Liberation gazetesi Dink’in uzlaşı ve diyalog yolundaki mücadelesine de geniş yer verdi.
Zanlının Yakalanması
Cinayetin bir kaç saat ardından basına dağıtılan sokak güvenlik kamerası görüntüleri ve telefon numaraları, tüm ulusal televizyon, gazete ve internet sitelerinde yayınlandı. İhbar hattına kısa sürede çeşitli illerden 230’u aşkın telefon geldi. Trabzon’dan gelen ihbar telefonlarından birinde, görüntülerdeki kişinin oğlu olduğunu söyleyen kişinin verdiği bilgiler dikkate alınarak, istihbarat birimlerine ulaştırıldı. 20 Ocak 2007 Cumartesi gecesi 23:00‘de, cinayetin 32 saat ardından, sonradan suçu işlediğini kabul edecek olan Ogün Samast, Samsun Otogar’ında, İstanbul’dan Trabzona gitmekte olan 34 JAZ 53 plakalı Metro Turizm otobüsünün 21 numaralı koltuğunda yakalanarak istanbul’a getirildi.
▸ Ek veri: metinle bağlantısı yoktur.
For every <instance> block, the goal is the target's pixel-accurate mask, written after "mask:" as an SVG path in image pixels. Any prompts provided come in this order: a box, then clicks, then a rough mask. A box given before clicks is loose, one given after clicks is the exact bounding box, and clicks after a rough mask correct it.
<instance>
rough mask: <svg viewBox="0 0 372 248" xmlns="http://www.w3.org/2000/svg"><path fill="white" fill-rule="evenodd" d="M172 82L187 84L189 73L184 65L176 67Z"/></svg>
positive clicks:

Ogün Samast, yakalandıkdan sonra verdiği ifadesinde şunları söyledi;
Türkiye ve Gazeteci Cinayetleri
Hrant Dink, 1909 yılından bu yana, Türkiye’de suikast düzenlenerek öldürülen, 62. gazetecidir.
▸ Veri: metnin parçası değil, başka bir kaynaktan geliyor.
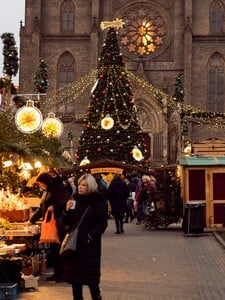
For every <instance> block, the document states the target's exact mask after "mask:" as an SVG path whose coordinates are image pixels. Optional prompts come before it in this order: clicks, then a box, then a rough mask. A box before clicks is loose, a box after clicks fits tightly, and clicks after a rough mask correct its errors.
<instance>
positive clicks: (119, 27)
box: [101, 18, 125, 30]
mask: <svg viewBox="0 0 225 300" xmlns="http://www.w3.org/2000/svg"><path fill="white" fill-rule="evenodd" d="M124 24H125V22H123V21H122V19H118V18H116V20H114V21H103V22H101V29H102V30H105V29H107V28H110V27H114V28H117V29H119V28H122V27H123V25H124Z"/></svg>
Bu kişiler arasında, 1 Şubat 1979‘da Nişantaşı‘nda trafikte yavaşlayan arabasına yanaşan, Mehmet Ali Ağca tarafından öldürülen Abdi İpekçi, 7 Mart 1990’da işine giderken, şöförüyle beraber öldürülen Çetin Emeç, 4 Eylül 1990’da vurularak öldürülen Turan Dursun, 24 Ocak 1993‘de arabasına konan bomba sonucu yaşamını yitiren Uğur Mumcu ve 21 Ekim 1999‘da Ankara‘da evinin önünde uğradığı bombalı saldırı sonucu hayatını kaybeden, Prof. Prof. Dr. Ahmet Taner Kışlalı gibi önemli isimler bulunmaktadır.